Dermody credits the love and support of his wife with being instrumental in his battle against cancer.
“I was very lucky to have the support of my wife Jackie during that time in my life and we want to be there for everybody else,” he said.
Janet Wartman, Senior Community Development Manager for the American Cancer Society, said that the luminary ceremony was chosen because it holds a great deal of emotional impact.
“Normally, we have a full, 24-hour Relay for Life event,” Wartman said. “Due to Covid-19, that event was cancelled, but we still wanted to honor our survivors as well as those who have fought against this disease and lost. We thank La Porte Hospital for allowing us to use their lawn to help make this happen.”
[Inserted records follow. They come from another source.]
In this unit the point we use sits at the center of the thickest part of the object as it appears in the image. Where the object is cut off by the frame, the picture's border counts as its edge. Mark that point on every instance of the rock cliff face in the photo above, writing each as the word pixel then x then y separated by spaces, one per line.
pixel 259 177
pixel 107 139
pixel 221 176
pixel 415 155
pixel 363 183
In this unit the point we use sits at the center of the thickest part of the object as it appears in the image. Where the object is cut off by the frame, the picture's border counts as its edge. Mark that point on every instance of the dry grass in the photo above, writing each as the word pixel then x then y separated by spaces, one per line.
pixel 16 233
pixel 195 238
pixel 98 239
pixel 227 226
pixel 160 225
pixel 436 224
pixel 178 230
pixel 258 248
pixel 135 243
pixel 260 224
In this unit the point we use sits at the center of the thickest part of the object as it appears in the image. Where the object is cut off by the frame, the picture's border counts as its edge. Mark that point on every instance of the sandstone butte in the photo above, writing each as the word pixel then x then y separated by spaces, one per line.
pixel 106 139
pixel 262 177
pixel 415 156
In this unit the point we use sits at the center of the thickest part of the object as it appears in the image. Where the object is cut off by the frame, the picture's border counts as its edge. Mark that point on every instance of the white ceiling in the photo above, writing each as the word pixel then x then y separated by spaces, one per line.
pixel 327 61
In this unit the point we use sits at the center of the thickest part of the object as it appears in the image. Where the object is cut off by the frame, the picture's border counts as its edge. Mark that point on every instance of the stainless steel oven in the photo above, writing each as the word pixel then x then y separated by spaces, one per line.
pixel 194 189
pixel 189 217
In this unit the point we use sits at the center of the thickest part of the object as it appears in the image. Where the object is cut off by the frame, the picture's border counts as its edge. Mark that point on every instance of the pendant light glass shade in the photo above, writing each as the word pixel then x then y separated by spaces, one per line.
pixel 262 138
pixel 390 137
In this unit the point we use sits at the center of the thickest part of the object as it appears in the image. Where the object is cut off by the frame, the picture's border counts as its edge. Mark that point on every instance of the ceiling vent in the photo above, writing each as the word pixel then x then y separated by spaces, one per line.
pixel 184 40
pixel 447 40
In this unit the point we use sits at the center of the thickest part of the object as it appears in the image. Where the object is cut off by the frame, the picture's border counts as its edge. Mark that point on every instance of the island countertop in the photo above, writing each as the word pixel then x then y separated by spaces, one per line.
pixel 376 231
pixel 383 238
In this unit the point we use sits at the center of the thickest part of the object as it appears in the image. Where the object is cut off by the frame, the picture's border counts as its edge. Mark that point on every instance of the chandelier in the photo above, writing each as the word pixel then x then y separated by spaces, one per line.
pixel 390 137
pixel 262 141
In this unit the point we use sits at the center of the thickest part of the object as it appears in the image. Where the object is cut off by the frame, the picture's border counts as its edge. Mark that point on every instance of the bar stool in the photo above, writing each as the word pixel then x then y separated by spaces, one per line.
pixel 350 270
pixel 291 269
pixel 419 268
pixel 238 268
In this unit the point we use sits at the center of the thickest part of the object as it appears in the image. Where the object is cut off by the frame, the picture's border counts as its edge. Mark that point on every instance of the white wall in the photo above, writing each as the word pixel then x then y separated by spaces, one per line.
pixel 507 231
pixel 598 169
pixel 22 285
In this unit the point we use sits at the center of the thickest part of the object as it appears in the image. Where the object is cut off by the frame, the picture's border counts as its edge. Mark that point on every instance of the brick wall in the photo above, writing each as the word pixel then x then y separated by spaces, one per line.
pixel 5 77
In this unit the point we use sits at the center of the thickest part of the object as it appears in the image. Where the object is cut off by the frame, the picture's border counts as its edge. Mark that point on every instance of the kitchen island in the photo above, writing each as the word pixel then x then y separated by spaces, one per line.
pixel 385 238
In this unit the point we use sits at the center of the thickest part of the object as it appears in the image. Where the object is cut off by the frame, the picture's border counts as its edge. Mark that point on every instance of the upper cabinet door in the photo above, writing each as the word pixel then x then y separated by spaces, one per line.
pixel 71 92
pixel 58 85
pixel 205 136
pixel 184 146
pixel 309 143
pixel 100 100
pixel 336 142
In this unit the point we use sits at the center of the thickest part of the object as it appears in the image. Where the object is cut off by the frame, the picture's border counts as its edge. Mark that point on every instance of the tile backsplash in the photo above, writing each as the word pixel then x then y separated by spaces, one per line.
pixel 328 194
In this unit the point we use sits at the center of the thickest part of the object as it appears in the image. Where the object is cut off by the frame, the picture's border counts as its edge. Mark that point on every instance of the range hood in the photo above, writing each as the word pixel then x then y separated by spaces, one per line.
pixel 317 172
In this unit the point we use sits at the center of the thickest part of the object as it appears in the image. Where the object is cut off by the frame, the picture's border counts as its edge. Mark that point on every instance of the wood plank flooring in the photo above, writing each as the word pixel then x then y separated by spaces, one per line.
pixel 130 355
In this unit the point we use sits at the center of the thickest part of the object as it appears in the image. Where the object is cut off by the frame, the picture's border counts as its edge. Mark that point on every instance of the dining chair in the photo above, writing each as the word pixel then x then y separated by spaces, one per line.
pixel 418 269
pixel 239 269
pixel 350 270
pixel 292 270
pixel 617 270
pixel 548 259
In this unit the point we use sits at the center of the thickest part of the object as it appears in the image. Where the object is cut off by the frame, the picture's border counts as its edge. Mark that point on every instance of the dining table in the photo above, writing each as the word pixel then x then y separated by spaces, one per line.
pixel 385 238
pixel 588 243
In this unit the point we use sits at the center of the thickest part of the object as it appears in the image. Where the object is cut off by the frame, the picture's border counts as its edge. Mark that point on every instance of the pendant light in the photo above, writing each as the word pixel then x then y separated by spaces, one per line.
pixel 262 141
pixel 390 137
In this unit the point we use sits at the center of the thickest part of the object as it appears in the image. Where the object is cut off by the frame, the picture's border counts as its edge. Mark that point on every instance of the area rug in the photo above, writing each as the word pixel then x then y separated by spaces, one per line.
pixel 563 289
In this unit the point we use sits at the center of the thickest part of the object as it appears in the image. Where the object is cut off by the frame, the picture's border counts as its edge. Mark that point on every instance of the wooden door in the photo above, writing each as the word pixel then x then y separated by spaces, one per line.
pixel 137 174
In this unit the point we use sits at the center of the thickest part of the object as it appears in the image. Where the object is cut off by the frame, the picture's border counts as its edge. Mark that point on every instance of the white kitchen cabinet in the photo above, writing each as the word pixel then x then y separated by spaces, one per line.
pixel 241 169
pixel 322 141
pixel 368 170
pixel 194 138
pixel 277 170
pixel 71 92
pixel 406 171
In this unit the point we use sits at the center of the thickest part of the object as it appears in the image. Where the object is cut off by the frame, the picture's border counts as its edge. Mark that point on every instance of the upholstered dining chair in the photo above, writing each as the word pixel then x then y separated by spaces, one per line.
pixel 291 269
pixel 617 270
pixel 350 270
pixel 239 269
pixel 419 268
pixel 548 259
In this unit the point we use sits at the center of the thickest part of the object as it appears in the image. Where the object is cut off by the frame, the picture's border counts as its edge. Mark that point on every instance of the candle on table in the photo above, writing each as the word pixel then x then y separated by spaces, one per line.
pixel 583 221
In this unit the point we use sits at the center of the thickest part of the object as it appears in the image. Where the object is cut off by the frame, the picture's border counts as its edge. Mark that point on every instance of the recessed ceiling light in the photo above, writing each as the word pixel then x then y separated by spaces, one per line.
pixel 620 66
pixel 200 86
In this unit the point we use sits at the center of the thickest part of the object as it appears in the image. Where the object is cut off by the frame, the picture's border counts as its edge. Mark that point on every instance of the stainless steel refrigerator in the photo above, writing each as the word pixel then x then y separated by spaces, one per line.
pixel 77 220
“We all walk this path together. This event means hope,” said Wartman.
Indiana State Representative Jim Pressel feels that the event showcases the importance of a strong sense of community.
“This is just a great example of our community, coming together to share experiences and to support not just those who have fought this battle personally, but to recognize also those family members and caregivers who are instrumental in this battle. It’s just a great sense of community spirit and dedication,” he said.
Dora Talbot, a La Porte resident and recent cancer survivor herself, was attending her first Relay for Life event with her son, Malachi.
“I’m learning a lot and I really appreciate all that the American Cancer Society does. They were a tremendous help to me and my family and I really appreciate all their support.”
“I’m just so happy that my mom is done with her chemotherapy,” said Malachi.
“This is a great event to attend,” said Carolyn Hunt of La Porte, who has fought a nine-year battle with cancer. “It’s a great activity for the community to support.”